Elhoseny Mohamed, Metawa Noura, El-Hasnony Ibrahim M
Mansoura University, Egypt.
College of Computing and Informatics, University of Sharjah, the United Arab Emirates.
Sustain Comput. 2022 Sep;35:100778. doi: 10.1016/j.suscom.2022.100778. Epub 2022 Jun 17.
Global crises such as the COVID-19 pandemic and other recent environmental, financial, and economic disasters have weakened economies around the world and marginalized efforts to build a sustainable economy and society. Financial crisis prediction (FCP) has a significant impact on the economy. The growth and strength of a country's economy can be gauged by accurately predicting how many companies will fail and how many will succeed.
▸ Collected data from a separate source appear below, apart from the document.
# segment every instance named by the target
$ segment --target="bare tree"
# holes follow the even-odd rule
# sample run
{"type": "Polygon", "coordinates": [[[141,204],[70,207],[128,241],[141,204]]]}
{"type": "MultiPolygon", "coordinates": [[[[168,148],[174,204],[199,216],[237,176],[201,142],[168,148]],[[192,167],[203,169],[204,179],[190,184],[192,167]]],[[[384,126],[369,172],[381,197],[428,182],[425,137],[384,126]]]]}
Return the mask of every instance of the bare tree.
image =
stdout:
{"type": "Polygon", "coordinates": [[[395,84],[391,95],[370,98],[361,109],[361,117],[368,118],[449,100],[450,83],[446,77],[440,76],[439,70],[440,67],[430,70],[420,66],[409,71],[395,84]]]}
Traditionally, there have been a number of approaches to achieving a successful FCP. Despite this, there is a problem with the accuracy of classification and prediction and with the legality of the data that is being used. Earlier studies have focused on statistical, machine learning (ML), and deep learning (DL) models to predict the financial status of a company. One of the biggest limitations of most machine learning models is model training with hyper-parameter fine-tuning. With this motivation, this paper presents an outlier detection model for FCP using a political optimizer-based deep neural network (OD-PODNN). The OD-PODNN aims to determine the financial status of a firm or company by involving several processes, namely preprocessing, outlier detection, classification, and hyperparameter optimization. The OD-PODNN makes use of the isolation forest (iForest) based outlier detection approach. Moreover, the PODNN-based classification model is derived, and the DNN hyperparameters are fine-tuned to boost the overall classification accuracy. To evaluate the OD-PODNN model, three different datasets are used, and the outcomes are inspected under varying performance measures. The results confirmed the superiority of the proposed OD-PODNN methodology over recent approaches.
新冠疫情等全球危机以及近期其他环境、金融和经济灾难削弱了全球经济,并使建设可持续经济和社会的努力边缘化。金融危机预测(FCP)对经济有着重大影响。通过准确预测有多少公司会失败以及有多少公司会成功,可以衡量一个国家经济的增长和实力。传统上,有多种方法可实现成功的金融危机预测。尽管如此,在分类和预测的准确性以及所使用数据的合法性方面仍存在问题。早期研究主要集中在统计、机器学习(ML)和深度学习(DL)模型上,以预测公司的财务状况。大多数机器学习模型最大的局限性之一是通过超参数微调进行模型训练。出于这一动机,本文提出了一种基于政治优化器的深度神经网络(OD-PODNN)用于金融危机预测的异常值检测模型。OD-PODNN旨在通过多个过程来确定公司的财务状况,这些过程包括预处理、异常值检测、分类和超参数优化。OD-PODNN利用基于孤立森林(iForest)的异常值检测方法。此外,推导了基于PODNN的分类模型,并对深度神经网络的超参数进行微调以提高整体分类准确率。为了评估OD-PODNN模型,使用了三个不同的数据集,并在不同的性能指标下检查结果。结果证实了所提出的OD-PODNN方法相对于近期方法的优越性。